洋服の試着も、仮想現実の中でするのと、実際にするのでは、やっぱり何かが違う……ような気がする。
とはいえ、こういう買い物が直にできる施設は減った。需要がないからだ。
皆人間は仮想現実の中に実生活を移し、現実世界には接客担当のアンドロイドがいるばかり。
ノゾミは人であふれている仮想現実より、こっちが好きだ。
だけど一人はさみしいから、特注で、アンドロイドを作った。
名前をレイア、と名付けた。
レイアは自分が人間だと信じているアンドロイドなのだ。
「ノゾミ、靴も見ていこうよ」
「先に何か食べようよレイア。歩くとお腹すいちゃう」
「私お腹減ってないから、ノゾミだけ食べなよ」
食べ物を食べるシーンになると、回避する。
それでもレイアは自分が人間だと思っている。
あの店員と同じ、アンドロイドなのに。
ノゾミは思う。
AIの進化はすごい。こういうアンドロイドも作れちゃうんだから。
とはいえ、VR世界が主流になった今、レイアみたいな「親友アンドロイド」はあんまり需要ないか。……いや、物体が存在しないだけで、仮想現実にはいるのかな? 自分を人間だと思っている……データ?

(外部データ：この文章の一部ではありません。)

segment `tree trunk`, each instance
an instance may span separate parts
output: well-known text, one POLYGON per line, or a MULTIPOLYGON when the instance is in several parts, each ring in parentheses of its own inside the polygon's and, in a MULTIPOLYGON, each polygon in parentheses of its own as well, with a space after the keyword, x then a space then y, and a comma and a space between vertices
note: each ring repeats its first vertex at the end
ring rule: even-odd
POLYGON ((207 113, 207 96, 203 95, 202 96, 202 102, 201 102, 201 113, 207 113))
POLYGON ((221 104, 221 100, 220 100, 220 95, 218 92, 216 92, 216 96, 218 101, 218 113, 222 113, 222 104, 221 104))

仮想現実にいる人間とデータだけの存在って、何が違うんだろう。現実世界に肉体があるかどうか、かな。
その肉体がなくなったら?
「ノゾミ?」
レイアに顔を覗き込まれてノゾミははっと我に返った。
「ノゾミはたまにぼんやりしてるね。考え事?」
「いや、考え事っていうか……」
ああそうだ。AIは意味もなくぼんやりしたり、答えを導き出そうとしているわけでもない考え事をしたり、無駄な心配をしたりしないのかも。
「レイア」
「なに、ノゾミ」
「レイアは、心配していることとか、ある?」
「あるよ。ノゾミとずっと親友でいられるかどうか」
ノゾミの目を真っすぐに見たレイアは、やけにはっきりした口調でそう言った。